I was initially impressed by the extensive validation of his theory using empirical data. Despite a furious debate online, there has been no peer-reviewed rebuttal to date. The pro-AGW blog site RealClimate promised a rebuttal by “students” but to date has made none. This suggests either that it is carefully ignored, or it is transparently flawed.
Quite recently Ken Gregory encouraged Ferenc to run his model using actual recorded water vapor data which declines in the upper atmosphere over the last few decades. While there are large uncertainties associated with these data, they do show a decline consistent with Ferenc’s theory, that water vapor (a greenhouse gas) will decline to compensate for increased CO2. The results of Miskolczi’s calculations using his line-by-line HARTCODE program are given here.
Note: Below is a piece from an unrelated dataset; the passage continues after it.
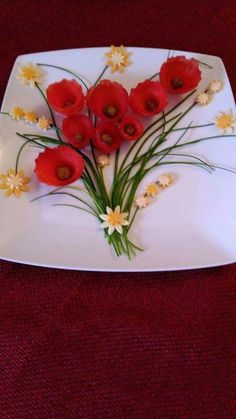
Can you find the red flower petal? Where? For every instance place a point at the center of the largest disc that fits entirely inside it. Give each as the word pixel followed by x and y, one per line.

The theoretical aspects of Ferenc’s theory have been been furiously debated online. I am not sure that any conclusions have been reached, but nor has his theory been disproved.
Conclusions
What often happens is that a publication appears which gets a lot of exciting attention. Then some time later, rather quietly, subsequent work gets published that questions the claim or substantially weakens it. But that doesn’t get any headlines, and the citation rate is typically 10:1 in favor of the alarmist claims. It does not help that the IPCC report selectively cites studies, and presents unvalidated projections as ‘highly likely’, which shows they are largely expert forecasts, not scientific forecasts.
All of the ‘errors’ here can be attributed to exaggeration of the significance of the findings, due to inadequate rigor in the validation of models. This view that this is an increasing problem is shared by new studies of rigor from the intelligence community, but apply even more to data derived so easily from computer modeling.
The proliferation of data accessibility has exacerbated the risk of shallowness in information analysis, making it increasingly difficult to tell when analysis is sufficient for making decisions or changing plans, even as it becomes increasingly easy to find seemingly relevant data.
I also agree with John P. A. Ioannidis, who in a wide-ranging study of medical journals found that Most Published Research Findings Are False. To my mind when the methodologies underlying AGW are scrutinized, the findings seem to match the prevailing bias. To make matters worse, in most cases, the response of the scientific community has been to carefully ignore, dissemble, or ad hom dissenters, instead of initiating vigorous programs to improve rigor in problem areas.
We need to adopt more practices from clinical research, such as the structured review, whereby the basis for evaluating evidence for or against an issue is well defined. In this view, the IPCC is simply a review of the literature, one among reviews by competing groups (such as NIPCC REPORT 2008 Nature, Not Human Activity, Rules the Climate). In other words, stop pretending scientists are unbiased, but put systems in place to help prevent ‘group-think’ and promote more vigorous testing of models against reality.
If the very slow, to no rate of increase in global temperature continues, we will be treated to the spectacle of otherwise competent researchers clinging to extreme AGW, while the public become more cynical and disinterested. This would have been avoided if they had been confronted with “Are these models validated? If they are, by all means make your forecasts, if not, don’t.”